Aber auch diesseits (oder jenseits) von Geschlecht gibt es beim Lachen große Unterschiede. Da sind Leute, die gehen zum Lachen in den Keller, und solche, die immer einen Scherz auf der Zunge haben. Ich glaube, dass es mit Familienstilen zu tun hat. Man muss es eben erlebt haben. Ich finde es spannend, dass Hella von Sinnen sagt, bei den Geburtstagsfeiern in ihrer Familie wäre die Parodienummer von zwei Tanten der Höhepunkt des Abends gewesen. Und sie konnte auch sowas vorführen und hatte Erfolg damit. Es gab ein Publikum, das applaudierte. Franziska Becker sagt, ihre Mutter hätte so einen trockenen Humor gehabt, und Maren Kroymanns Mutter parodierte als Berlinerin die Tübinger Schwaben. Für Kinder ist es sehr wohltuend, wenn in der Familie gelacht und gewitzelt wird. Sie schauen sich ab, wie solche Vorstellungen aussehen. Denn auch die Darbietung will gelernt sein, die Imitation von Dialekten und Sprechweisen, die Parodie, das Hin und Her der witzigen Bemerkungen.

Es überrascht nicht sehr, dass auch dieses „zum Lachen bringen lernen“ Unterschiede zwischen den Geschlechtern macht. Es gab dazu in den 1979er Jahren in den USA groß angelegte Studien von Paul McGhee.3 Er fand, dass im Schulalter die Schere zwischen Jungen und Mädchen stark auseinander ging: Jungen waren die kleinen Spaßmacher – und die Mädchen lachten und lächelten; aktives Scherzen wurde bei ihnen weniger goutiert, also übten sie sich weniger ein. Eine neuere deutsche Studie von Marion Bönsch-Kauke4 hat weniger krasse Unterschiede zu Tage gefördert. Aber sie sieht auch die Mädchen, die miteinander kichern und die Jungen, die im Humor mehr „austeilen“.

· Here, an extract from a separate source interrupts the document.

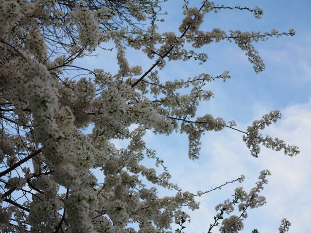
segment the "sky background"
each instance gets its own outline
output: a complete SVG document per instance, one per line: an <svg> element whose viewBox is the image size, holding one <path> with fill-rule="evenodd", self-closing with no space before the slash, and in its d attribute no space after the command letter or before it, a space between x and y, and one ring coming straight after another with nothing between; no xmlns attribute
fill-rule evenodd
<svg viewBox="0 0 311 233"><path fill-rule="evenodd" d="M199 0L190 0L190 6L200 7ZM157 156L165 161L172 176L171 181L183 190L195 192L206 191L243 174L242 184L228 184L221 190L206 194L198 199L200 209L191 212L191 220L185 232L207 232L216 215L215 206L231 199L234 189L240 186L247 192L258 180L260 171L268 169L272 175L261 194L267 198L263 207L248 211L242 233L276 233L281 220L286 217L292 223L289 233L307 233L311 229L311 1L226 0L215 1L227 6L236 5L263 10L262 18L256 19L252 13L238 10L223 10L207 15L201 27L204 31L220 28L229 30L262 32L276 28L279 32L294 29L294 36L273 37L255 44L255 48L266 64L263 72L256 74L245 52L234 43L222 41L205 46L202 50L209 60L202 66L190 60L168 63L159 72L161 81L187 79L207 73L213 75L229 70L232 78L225 83L221 81L205 86L212 90L215 98L200 104L197 116L211 114L226 121L235 120L237 128L244 130L253 121L271 111L278 110L283 117L267 128L263 134L277 137L290 145L298 146L300 154L295 157L285 156L261 148L259 158L253 157L242 134L229 129L220 132L208 132L202 138L201 157L192 161L188 158L186 135L168 137L148 133L145 139L147 147L156 150ZM170 0L163 4L168 13L165 22L159 23L160 32L173 31L182 19L181 0ZM107 45L107 47L113 45ZM101 68L112 74L118 69L116 51L97 51L97 57L87 57L76 62L88 68ZM142 53L128 50L127 58L131 66L140 65L144 71L153 64ZM126 142L115 141L119 146ZM146 162L148 164L148 162ZM154 166L150 164L151 166ZM159 196L172 195L159 188ZM176 228L173 228L173 229ZM215 229L213 232L218 232Z"/></svg>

Für alle gilt: Humor braucht Selbstbewusstsein. Viele Formen verlangen einen kleinen Auftritt, nicht nur Witze. Man muss sich etwas herausnehmen. Auch witzige Geschichten aus dem eigenen Alltag wollen gut erzählt werden. Humor ist eine Alltagskunst. Das ist eine Frage der Praxis. Wer es oft macht, kann es auch. Und: Selbstironie ist wichtig. Ich jedenfalls brauche das. Wenn ich erzähle, dass ich mal wieder aus Versehen in den falschen Zug gestiegen bin, dann will ich keine Ratschläge dazu hören, besser auf die Anschlagtafeln zu gucken am Bahnhof. Das weiß ich selbst. Ich will, dass die ZuhörerInnen es mit mir auf die leichte Schulter nehmen. Ich will nicht perfekt sein müssen, und ich will in meinem Privatleben auch niemanden um mich herum haben, der oder die auf perfekt macht. Wer nicht über sich lachen kann, ist eine traurige Erscheinung.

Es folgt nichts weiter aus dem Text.